Latihan soal, lalu membaca kunci jawaban beribu soal itu, lumayan mencerahkan
teman!. Perlahan amunisi perangku mulai terisi. Aku juga tak lupa ikut memfotokopi
soal-soal dari bimbingan belajar yang diikuti teman-temanku, dari sana bisa
didapatkan gambaran tentang soal-soal yang akan kuhadapi diujian yang
sesungguhnya besok.
H-2
seharusnya menjadi injury time dan
waktu rehat untuk memberikaan oksigenasi yang cukup agar otak bisa lebih fresh menghadapi ujian yang tinggal menghitung jam, itu juga berlaku untukku. H-2 aku
berhasil menamatkan buku “Menikah untuk Bahagia” dan “Jangan Bodoh Mencari
Jodoh”, lagi kesambet apa aku? Haha.. entahlah :)). H-1 setelah pembagian kartu ujian, aku ternyata termasuk peserta ujian
pagi dan gelombang perdana. Itu berarti aku sudah harus bersiap lebih dini untuk
sebelumnya menjalani karangtina. Malamnya aku yang dilanda gundah gulana
mencoba bertahan sampai waktu menunjukkan pukul 12 malam, sebelum akhirnya mataku tak
lagi perkasa menghalau kantuk yang sudah menyergap sejak tadi. Aku pun sukses tertidur
cantik dengan masih memegang modul soal bimbel kopian teman, yang belum selesai
kutamaatkan. Tanpa bantuan alaram aku terbangun 3 jam kemudian, lagi-lagi Allah
Maha Baik, beliau memberiku waktu mengadu pada-Nya disepertiga malam yang
mustajab.
Percaya nggak percaya, saat membaca 200 soal yang tertera dikomputer, aku nyaris tak kuasa
menahan haru, entah mengapa aku merasa pernah membaca nyaris kesemua soal ini. Meski
tak selalu yakin dengan jawabanku, tapi setidaknya semua soal tsb masih mampu ku analisa dengan baik. 200 soal selesai dalam waktu 110 menit, masih
banyak waktu untuk membuatku kembali menelaah satu demi satu soal tadi. Sekali
lagi untuk kesekian kalinya, aku hanya bisa bergumam pelan... Allah Maha Baik.
Tepat
hari ini, aku terbangun dan
mendapati sms dari sahabat karibku Decil. Ia mengatakan pengumuman hasil sudah
ada, lalu menanyakan soal hasil UKDIku. Setahuku pengumuman baru akan keluar tanggal
23 nanti, namun ternyata pengumuman memang sudah terpampang nyata di website resmi AIPKI-KDPI. Alhamdulillah.. sujud syukurku sembahkan, Allah mengabulkan doaku, entah
mungkin karena lelah mendengar doa yang sama kerap kuulang-ulang setelah sholat, juga diantara adzan dan iqamah. Doa serupa yang juga dikirim oleh orang-orang yang teramat menyayangiku.

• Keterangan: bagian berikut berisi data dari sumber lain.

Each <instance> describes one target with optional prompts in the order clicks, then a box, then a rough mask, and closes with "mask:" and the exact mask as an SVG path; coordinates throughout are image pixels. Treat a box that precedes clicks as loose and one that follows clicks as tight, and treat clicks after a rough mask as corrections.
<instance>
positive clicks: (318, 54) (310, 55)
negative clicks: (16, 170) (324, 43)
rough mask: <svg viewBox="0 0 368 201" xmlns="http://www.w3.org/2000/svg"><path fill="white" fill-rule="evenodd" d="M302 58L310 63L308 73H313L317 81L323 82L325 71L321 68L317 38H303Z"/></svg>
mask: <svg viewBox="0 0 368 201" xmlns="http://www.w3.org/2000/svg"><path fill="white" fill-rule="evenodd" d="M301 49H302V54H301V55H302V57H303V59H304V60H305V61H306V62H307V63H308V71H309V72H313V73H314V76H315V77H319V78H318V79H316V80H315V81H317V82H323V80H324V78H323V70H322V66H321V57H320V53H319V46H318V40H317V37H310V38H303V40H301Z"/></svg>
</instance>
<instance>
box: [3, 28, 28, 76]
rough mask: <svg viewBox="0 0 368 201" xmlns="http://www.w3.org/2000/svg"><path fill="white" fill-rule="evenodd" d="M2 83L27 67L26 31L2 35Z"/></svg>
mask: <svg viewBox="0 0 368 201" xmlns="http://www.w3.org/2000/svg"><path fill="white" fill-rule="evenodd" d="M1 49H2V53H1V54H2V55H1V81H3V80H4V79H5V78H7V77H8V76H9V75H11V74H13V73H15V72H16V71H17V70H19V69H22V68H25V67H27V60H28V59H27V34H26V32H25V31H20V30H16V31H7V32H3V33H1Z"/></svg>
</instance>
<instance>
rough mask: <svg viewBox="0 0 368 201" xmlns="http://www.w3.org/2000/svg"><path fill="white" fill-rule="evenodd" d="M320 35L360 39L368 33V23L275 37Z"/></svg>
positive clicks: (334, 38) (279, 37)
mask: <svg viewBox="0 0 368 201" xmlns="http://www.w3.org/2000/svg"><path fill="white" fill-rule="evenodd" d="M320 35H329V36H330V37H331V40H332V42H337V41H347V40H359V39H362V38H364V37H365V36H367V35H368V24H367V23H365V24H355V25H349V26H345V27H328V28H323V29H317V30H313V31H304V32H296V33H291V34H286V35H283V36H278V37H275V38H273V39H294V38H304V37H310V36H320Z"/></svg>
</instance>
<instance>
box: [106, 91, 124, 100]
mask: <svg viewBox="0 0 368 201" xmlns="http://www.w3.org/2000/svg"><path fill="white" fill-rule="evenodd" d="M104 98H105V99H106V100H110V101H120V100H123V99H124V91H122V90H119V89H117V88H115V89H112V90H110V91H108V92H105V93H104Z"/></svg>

Allah Maha Baik, hari ini dengan segenap syukurku yang melangit, cita-cita
gadis kecil tadi akhirnya terwujud. “Terimakasih untuk semua kamu yang menuntun
langkahku, untuk semua kamu yang menyelipkan namaku didoamu, untuk semua kamu
yang kucintai karena Allah, ini hadiah untukmu.”